# RWD TT??



## jagboyce (Jul 6, 2005)

Just a question me and some coworkers were discussion. Would it be possible to convert and awd TT to a rwd with little work.... Well without opening the transfer case? IF we found a way to removed the from axle or lock the front axles from spinning, and then applied all the power to the rear. will it work?


----------



## Murderface (Nov 13, 2006)

*Re: RWD TT?? (jagboyce)*

Power goes through the front diff first and you can't send more than 50% of it to the back unless you somehow divert it around the diff...good luck


----------



## stevemannn (Apr 17, 2008)

*Re: RWD TT?? (jagboyce)*

id like to see it


----------



## Z3r0 (Sep 24, 2006)

I say if you really want to make it happen you will be putting in a lot of work and money to do it right. 
How to do it right well that would be a completely new discussion but I think some key points would be longitudal engine mounting versus the transverse mounting that it has currently, swapping of transmission as well as a shortened drive shaft and changing the haldex out for a proper RWD differential.
I agree that it would be really cool to see and a heck of a project but I don't see it being worth the money to do it personally. 
there was a guy that converted a corrado to RWD if I recall correctly he goes by forcefedrado or somethign like that worth a search to see the work he had to put in to change a FWD to RWD and converting a TT to straight RWD wouldn't be much different then what he went through design wise.


----------



## stjacket (Apr 26, 2007)

*Re: (Z3r0)*

why,? inbrace the awd,


----------



## stevemannn (Apr 17, 2008)

*Re: RWD TT?? (stevemannn)*

id like to do it myself cause im fwd.. but the amount of work would be ridiculous.
if i was awd.. id stay that way personally.. especially if its a dd
snow is a big issue with me lol
but for racing rwd is the way to go
plus itll be lighter and more power to the wheels
but i cant see awd being bad for racing either
fwd just sucks lol
id like to see it done though


----------



## Corradokid135 (Apr 10, 2006)

*Re: RWD TT?? (stevemannn)*

A couple of corrado guys have converted there radows to rwd or awd... so IMO it has to be at least possiable on a TT.


----------



## 85VR6GTI (Mar 15, 2007)

Personally i would like to see a Dahlback TT like they did with the Golf. 900hp from the S2 motor is a pretty sweet conversion. even if it is AWD still would be a lot of fun.


----------



## Murderface (Nov 13, 2006)

*Re: RWD TT?? (Corradokid135)*


_Quote, originally posted by *Corradokid135* »_A couple of corrado guys have converted there radows to rwd or awd... so IMO it has to be at least possiable on a TT.

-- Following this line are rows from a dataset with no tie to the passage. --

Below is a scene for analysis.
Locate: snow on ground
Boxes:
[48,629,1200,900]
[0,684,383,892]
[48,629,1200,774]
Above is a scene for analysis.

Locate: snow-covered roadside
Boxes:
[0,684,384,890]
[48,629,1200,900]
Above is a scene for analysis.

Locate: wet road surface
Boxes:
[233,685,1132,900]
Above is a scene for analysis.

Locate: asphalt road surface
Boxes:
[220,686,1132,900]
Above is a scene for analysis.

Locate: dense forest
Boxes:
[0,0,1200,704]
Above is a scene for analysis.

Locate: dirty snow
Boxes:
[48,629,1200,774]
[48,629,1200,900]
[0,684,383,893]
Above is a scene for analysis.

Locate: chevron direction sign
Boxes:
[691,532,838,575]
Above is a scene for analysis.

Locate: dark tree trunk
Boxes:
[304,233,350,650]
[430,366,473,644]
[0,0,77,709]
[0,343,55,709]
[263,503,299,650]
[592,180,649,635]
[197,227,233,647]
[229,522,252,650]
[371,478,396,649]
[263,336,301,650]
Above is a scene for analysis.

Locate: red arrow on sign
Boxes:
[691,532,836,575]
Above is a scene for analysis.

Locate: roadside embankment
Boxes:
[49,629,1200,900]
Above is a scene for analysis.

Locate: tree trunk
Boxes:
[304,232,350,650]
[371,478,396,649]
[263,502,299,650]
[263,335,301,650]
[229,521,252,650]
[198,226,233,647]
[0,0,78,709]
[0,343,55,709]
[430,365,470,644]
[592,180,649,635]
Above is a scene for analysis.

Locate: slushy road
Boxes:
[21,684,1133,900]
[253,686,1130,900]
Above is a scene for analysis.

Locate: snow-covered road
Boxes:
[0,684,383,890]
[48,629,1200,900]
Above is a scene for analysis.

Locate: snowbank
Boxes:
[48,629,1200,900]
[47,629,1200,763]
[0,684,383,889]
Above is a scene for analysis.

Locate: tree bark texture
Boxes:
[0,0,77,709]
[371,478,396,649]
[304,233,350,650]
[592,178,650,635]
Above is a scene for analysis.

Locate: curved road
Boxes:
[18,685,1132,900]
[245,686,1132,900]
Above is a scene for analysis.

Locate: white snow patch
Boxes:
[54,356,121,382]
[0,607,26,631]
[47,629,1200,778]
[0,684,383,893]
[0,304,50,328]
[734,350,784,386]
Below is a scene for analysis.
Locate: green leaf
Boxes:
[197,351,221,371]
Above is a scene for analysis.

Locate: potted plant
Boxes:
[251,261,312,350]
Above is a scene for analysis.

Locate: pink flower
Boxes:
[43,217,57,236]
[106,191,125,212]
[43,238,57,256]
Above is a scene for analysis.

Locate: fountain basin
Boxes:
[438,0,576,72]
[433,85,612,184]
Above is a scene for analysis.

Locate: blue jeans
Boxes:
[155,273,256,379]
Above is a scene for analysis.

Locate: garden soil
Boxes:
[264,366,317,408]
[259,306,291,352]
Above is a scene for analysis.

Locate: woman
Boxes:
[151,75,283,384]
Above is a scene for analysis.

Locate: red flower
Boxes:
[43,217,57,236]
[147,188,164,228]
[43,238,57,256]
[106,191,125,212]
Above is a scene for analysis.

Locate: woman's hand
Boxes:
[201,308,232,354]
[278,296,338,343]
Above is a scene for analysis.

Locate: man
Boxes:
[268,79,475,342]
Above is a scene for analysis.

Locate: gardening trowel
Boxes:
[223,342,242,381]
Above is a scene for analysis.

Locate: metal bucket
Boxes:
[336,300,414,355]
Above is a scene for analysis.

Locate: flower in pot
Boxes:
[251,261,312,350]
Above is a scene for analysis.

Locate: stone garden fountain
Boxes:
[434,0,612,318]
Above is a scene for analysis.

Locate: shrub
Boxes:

Those are likely syncro systems, haldex is a bit lamer








You could put a motor in the back. Hell all MTM needs to do is pull one out and they have a RWD TT


----------



## JohnLZ7W (Nov 23, 2003)

*Re: RWD TT?? (jagboyce)*

Easier to just go buy one


----------



## l88m22vette (Mar 2, 2006)

*Re: RWD TT?? (JohnLZ7W)*

Hell, guys have turned the B18 90* and converted Integras to RWD, so I assume the TT can be done. All you'd really need is to get a custom driveshaft from the tranny to the rear diff (for constant power), and unbolt the front halfshafts.


----------



## cincyTT (May 11, 2006)

*Re: RWD TT?? (l88m22vette)*

Well the people that put 2.7t's in a TT and S3's have to do it, so it has been done, but the only reason to do it is for either drag or drifting


----------